George and attorney Bruce McIvor with First Peoples Law point to the Supreme Court’s 2014 Tsilhqot’in decision  as a landmark in the transition beyond a duty to consult with First Nations.
“We’ve been doing the traditional ‘duty to consult’ types of processes for 10 or 15 years,” McIvor said. But on the strength of the Tsilhqot’in decision and the federal government’s full adoption  of the United Nations Declaration on the Rights of Indigenous Peoples (UNDRIP), “we’re moving out of that need-to-consult type of process and we’re moving toward consent-based consultation. That’s where we’re going.”
Cheam First Nation Chief Ernie Crey said the existing TransMountain pipeline has crossed Stó:Lo territory for more than 50 years, and CN Rail carries oil within a few feet of some members’ homes, so the 11 nations approached the expansion project with an open mind.
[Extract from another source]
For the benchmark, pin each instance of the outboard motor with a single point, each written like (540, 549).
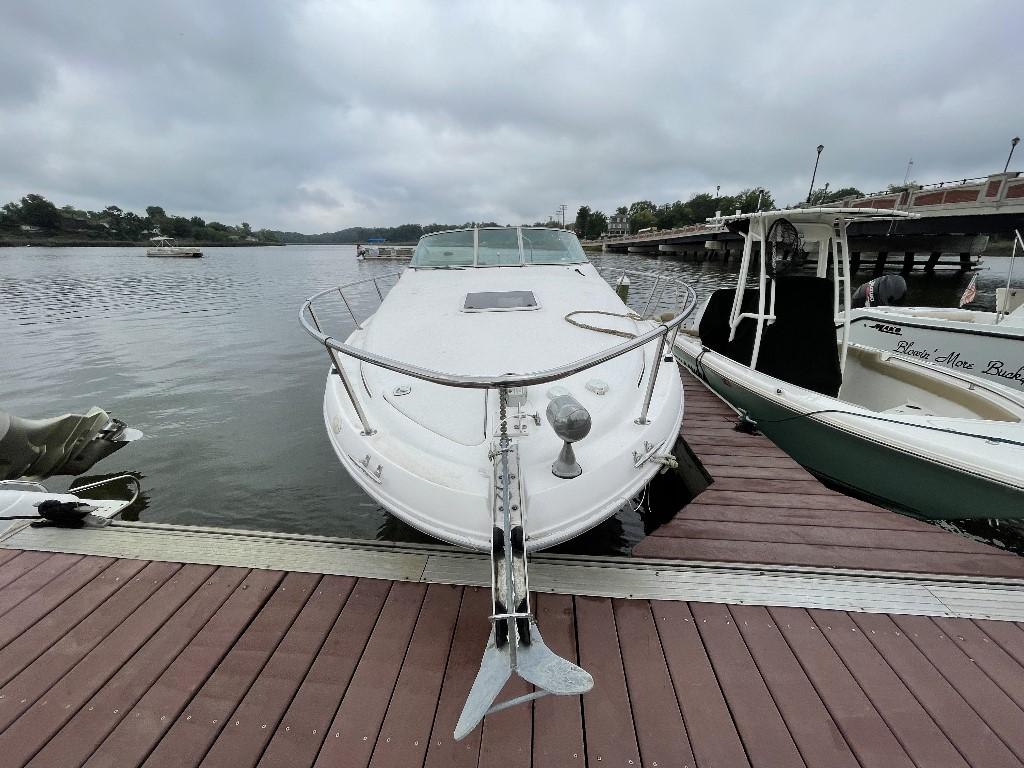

But the community has serious concerns: “The Fraser River is the most productive salmon-bearing stream on Earth and we depend on the annual runs of salmon,” he told CBC.
After the federal government appointed  a three-member panel to double-check the NEB’s approval of the TransMountain expansion, Crey said Natural Resources Canada officials visited the community. “They’ve made a one-time pass through our community. I’ve referred to it as a drive-by consultation,” he said. “I think their responsibility and duty to us goes much deeper than to send a few public officials to meet with us for an hour or two.”